Netcall is a well established provider of contact centre solutions, it was seeing the emergence of social i.e. twitter and facebook as a channel for customer engagement and wanted to have a solution it could offer its existing customer base that would complement its current product set.

While Senitment offers a social customer engagement platform enabling businesses to interact with customers on twitter and facebook and monitor social sentiment in real time as well. It’s real value is in being able smoothly integrate the ‘social’ conversations into the customer service cycle.Sentiment was looking for customers with contact centres who were wondering how to integrate social but wanted a trusted solution.

My work involved a lot of behind the scenes effort to ensure integration, running joint webinars, making sure technical training was happening and producing co-branded fact sheets.

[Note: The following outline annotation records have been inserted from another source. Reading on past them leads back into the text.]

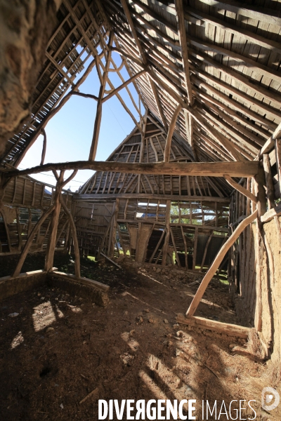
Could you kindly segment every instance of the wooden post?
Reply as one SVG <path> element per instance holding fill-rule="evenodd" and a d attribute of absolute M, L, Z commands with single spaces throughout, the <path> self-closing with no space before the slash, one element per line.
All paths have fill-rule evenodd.
<path fill-rule="evenodd" d="M 56 244 L 58 219 L 60 212 L 60 195 L 63 189 L 64 173 L 65 171 L 60 171 L 60 175 L 58 178 L 58 175 L 54 173 L 55 177 L 57 178 L 57 184 L 53 198 L 54 210 L 51 221 L 50 236 L 48 240 L 45 258 L 45 270 L 46 272 L 51 270 L 53 266 L 53 256 Z"/>
<path fill-rule="evenodd" d="M 61 202 L 60 200 L 60 196 L 63 190 L 63 187 L 67 185 L 72 178 L 74 177 L 75 174 L 77 174 L 77 170 L 73 171 L 73 173 L 70 175 L 70 177 L 63 180 L 63 175 L 65 174 L 65 171 L 62 171 L 60 173 L 60 175 L 58 175 L 56 171 L 53 171 L 54 175 L 57 180 L 57 184 L 55 186 L 55 195 L 53 199 L 53 204 L 54 204 L 54 210 L 53 213 L 52 215 L 52 219 L 51 220 L 50 225 L 50 236 L 48 239 L 48 245 L 47 250 L 46 253 L 45 258 L 45 270 L 48 272 L 52 269 L 53 265 L 53 257 L 55 254 L 55 248 L 57 241 L 57 232 L 58 232 L 58 220 L 60 217 L 60 205 Z"/>
<path fill-rule="evenodd" d="M 30 236 L 28 237 L 25 244 L 25 246 L 20 257 L 20 260 L 18 262 L 17 266 L 15 267 L 15 269 L 13 273 L 12 278 L 15 278 L 20 274 L 21 269 L 22 267 L 22 265 L 25 262 L 25 258 L 27 257 L 30 246 L 32 243 L 33 239 L 34 238 L 36 234 L 39 232 L 41 225 L 47 219 L 47 218 L 51 213 L 51 212 L 53 212 L 54 208 L 54 205 L 51 205 L 50 208 L 42 215 L 35 227 L 33 228 Z"/>
<path fill-rule="evenodd" d="M 66 215 L 68 217 L 68 220 L 70 221 L 70 230 L 71 230 L 71 233 L 72 235 L 72 240 L 73 240 L 73 246 L 74 248 L 74 255 L 75 255 L 75 276 L 77 278 L 80 278 L 81 277 L 81 274 L 80 274 L 80 253 L 79 253 L 79 244 L 78 244 L 78 240 L 77 240 L 77 235 L 76 234 L 76 227 L 75 227 L 75 223 L 74 221 L 73 220 L 73 217 L 72 215 L 72 214 L 70 213 L 70 212 L 69 211 L 67 206 L 66 206 L 66 204 L 65 203 L 65 202 L 63 201 L 63 199 L 62 195 L 60 195 L 60 204 L 63 206 L 63 208 L 65 211 L 65 213 L 66 213 Z"/>
<path fill-rule="evenodd" d="M 170 238 L 170 214 L 171 214 L 171 201 L 167 200 L 166 202 L 166 213 L 165 213 L 165 228 L 166 236 L 163 245 L 162 253 L 162 266 L 166 265 L 166 256 L 168 254 L 169 241 Z"/>
<path fill-rule="evenodd" d="M 275 140 L 275 153 L 277 173 L 278 174 L 279 188 L 281 195 L 281 139 L 276 139 Z"/>
<path fill-rule="evenodd" d="M 114 211 L 114 216 L 112 218 L 112 234 L 111 237 L 111 244 L 109 244 L 109 255 L 110 257 L 114 257 L 114 250 L 116 242 L 116 229 L 117 226 L 117 218 L 118 218 L 118 212 L 119 212 L 119 199 L 116 199 L 115 202 L 115 209 Z"/>
<path fill-rule="evenodd" d="M 237 239 L 240 234 L 243 232 L 243 230 L 245 229 L 245 227 L 247 225 L 249 225 L 249 224 L 252 222 L 256 218 L 257 215 L 258 211 L 257 210 L 256 210 L 254 212 L 254 213 L 252 213 L 251 215 L 248 216 L 248 218 L 242 220 L 242 222 L 236 228 L 236 229 L 233 232 L 228 241 L 221 248 L 220 251 L 218 252 L 218 255 L 214 259 L 211 266 L 210 267 L 209 269 L 203 278 L 200 286 L 197 289 L 197 291 L 190 305 L 190 307 L 186 312 L 186 317 L 191 317 L 192 316 L 193 316 L 196 311 L 196 309 L 198 307 L 199 303 L 200 302 L 201 298 L 203 297 L 204 293 L 205 292 L 207 287 L 208 286 L 209 282 L 211 281 L 211 279 L 215 274 L 216 270 L 218 269 L 226 253 L 228 251 L 231 246 L 234 244 L 234 243 L 236 241 L 236 240 Z"/>
<path fill-rule="evenodd" d="M 267 196 L 268 196 L 268 208 L 271 209 L 275 206 L 275 196 L 274 196 L 274 187 L 273 182 L 272 179 L 270 162 L 269 161 L 269 156 L 267 154 L 263 155 L 263 169 L 264 174 L 266 176 Z"/>
<path fill-rule="evenodd" d="M 252 193 L 249 192 L 249 190 L 239 185 L 237 182 L 235 182 L 234 180 L 233 180 L 230 175 L 225 174 L 223 177 L 226 180 L 228 183 L 230 185 L 230 186 L 236 189 L 236 190 L 238 190 L 238 192 L 242 193 L 242 194 L 244 194 L 244 196 L 246 196 L 246 197 L 249 197 L 249 199 L 255 202 L 255 203 L 258 202 L 258 199 L 257 197 L 256 197 L 256 196 L 254 196 L 254 194 L 252 194 Z"/>
<path fill-rule="evenodd" d="M 194 233 L 194 241 L 193 241 L 192 270 L 195 270 L 196 255 L 197 253 L 197 242 L 198 242 L 198 227 L 196 227 L 195 231 Z"/>
<path fill-rule="evenodd" d="M 45 161 L 45 156 L 46 156 L 46 150 L 47 148 L 47 135 L 46 134 L 46 131 L 44 128 L 42 128 L 42 135 L 44 136 L 43 138 L 43 147 L 42 147 L 42 156 L 41 158 L 41 163 L 40 165 L 43 165 Z"/>
<path fill-rule="evenodd" d="M 97 105 L 97 110 L 96 114 L 95 119 L 95 125 L 93 128 L 93 139 L 92 143 L 91 145 L 90 154 L 89 156 L 89 161 L 94 161 L 96 158 L 96 151 L 98 148 L 98 136 L 100 135 L 100 123 L 101 123 L 101 116 L 102 116 L 102 110 L 103 110 L 103 98 L 105 94 L 106 82 L 107 79 L 107 74 L 108 69 L 110 65 L 110 58 L 111 58 L 111 47 L 113 41 L 113 34 L 110 33 L 110 50 L 107 53 L 107 58 L 105 65 L 105 69 L 103 75 L 103 82 L 100 83 L 100 92 L 98 93 L 98 100 Z M 98 63 L 97 62 L 97 69 L 98 67 Z"/>

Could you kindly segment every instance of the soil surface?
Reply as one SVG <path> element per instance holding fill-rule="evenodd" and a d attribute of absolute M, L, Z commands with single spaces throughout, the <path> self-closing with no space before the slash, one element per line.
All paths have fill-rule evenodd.
<path fill-rule="evenodd" d="M 41 268 L 40 258 L 30 256 L 24 270 Z M 55 265 L 73 272 L 67 255 L 57 256 Z M 47 286 L 0 302 L 1 420 L 98 420 L 98 399 L 190 399 L 202 420 L 202 400 L 213 406 L 216 399 L 218 413 L 223 400 L 228 407 L 233 399 L 260 399 L 253 385 L 261 383 L 265 364 L 240 354 L 244 341 L 176 322 L 200 275 L 121 265 L 81 262 L 82 276 L 110 286 L 106 308 Z M 11 265 L 1 267 L 1 276 Z M 211 281 L 196 314 L 239 323 L 228 287 L 218 281 Z M 261 412 L 259 402 L 251 405 L 255 419 L 277 419 Z M 247 408 L 244 418 L 253 418 Z"/>

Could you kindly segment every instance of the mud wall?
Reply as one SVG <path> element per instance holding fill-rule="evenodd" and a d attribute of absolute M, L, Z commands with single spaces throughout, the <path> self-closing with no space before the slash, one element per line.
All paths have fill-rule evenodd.
<path fill-rule="evenodd" d="M 255 326 L 268 356 L 281 361 L 281 217 L 263 224 L 258 235 L 256 222 L 248 227 L 240 260 L 242 284 L 236 289 L 235 305 L 242 321 Z M 241 244 L 240 244 L 241 246 Z M 241 265 L 240 265 L 241 266 Z"/>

The process is not a quick one but when you are talking about a B2B enterprise technology sales, having an established vendor to help you go to market makes a big difference. You are also the cool kid in the class which is nice, but you need to know what the rules of engagement are as well as realising you have to work at the pace of your partner’s (slowly, sometimes).

 

Marketing partnership I – Tech London Advocates

I have been a member of Tech London Advocates a network that looks to support the startup ecosystem in multiple ways across London. One area I have been involved in is promoting and where possible supporting marketing and advertising tech (madtech) startups in London.

One way in which I have done this is finding a way to give madtech startups the chance to get a presence at trade shows without breaking the budget. To make this happen I approached TFM&A a leading trade show in London to run the startup track at its event. The objective for TLA was branding awareness (achieved) and to provide startups with exposure (achieved) for TFM&A it wanted to offer a start-up stream but did not have expertise in house to do so. Hence the partnership worked.

A word of warning, the TLA team had to do a lot of the running to make this happen with little support from the event organisers (they were organising an event). However it was well worth the effort for the exposure the start-ups gained. Similarly in some marketing partnerships you will find you have to do more of the running, if the outcome is what you are after it might be worth the hit, if not don’t be afraid to pull the plug on it.

 

Marketing partnership II – Lexoo

Lexoo is a great legal marketplace startup that Forward Partners has invested in and my role is to source strategic partnerships for them that will result in customers. Although early days at present, I am looking for organisations/companies that reach small businesses that will find Lexoo’s service (clear and simple pricing for legal services) attractive. The proposition for the partner is simple, work with Lexoo to offer your customers something you don’t do and they will thank you for it. Each conversation is different and the degree of partnership vary from a common understanding to mention either side in discussions with prospects, to referrals and revenue share. But the partnership work Lexoo is doing complements the other direct marketing activity.  

 

Looking long term:

Partnerships help with scaling and can also be a smart way to generate awareness. Additionally, working with a known brand can get you to the decision maker a lot faster (and cheaper) than doing it on your own. You have to weigh up the time and in some instances money spent and compare that with the revenue the relationships are really generating or have the potential to generate.

Taking the long term view tech companies such as IBM, Intel, Microsoft and more recently Salesforce have built huge partner ecosystems that contribute significantly to their revenue streams but also take a lot of time and money to support effectively. But if your start up can replicate the growth and longevity of these companies the efforts made on strategic partnerships will be worth every minute and penny spent.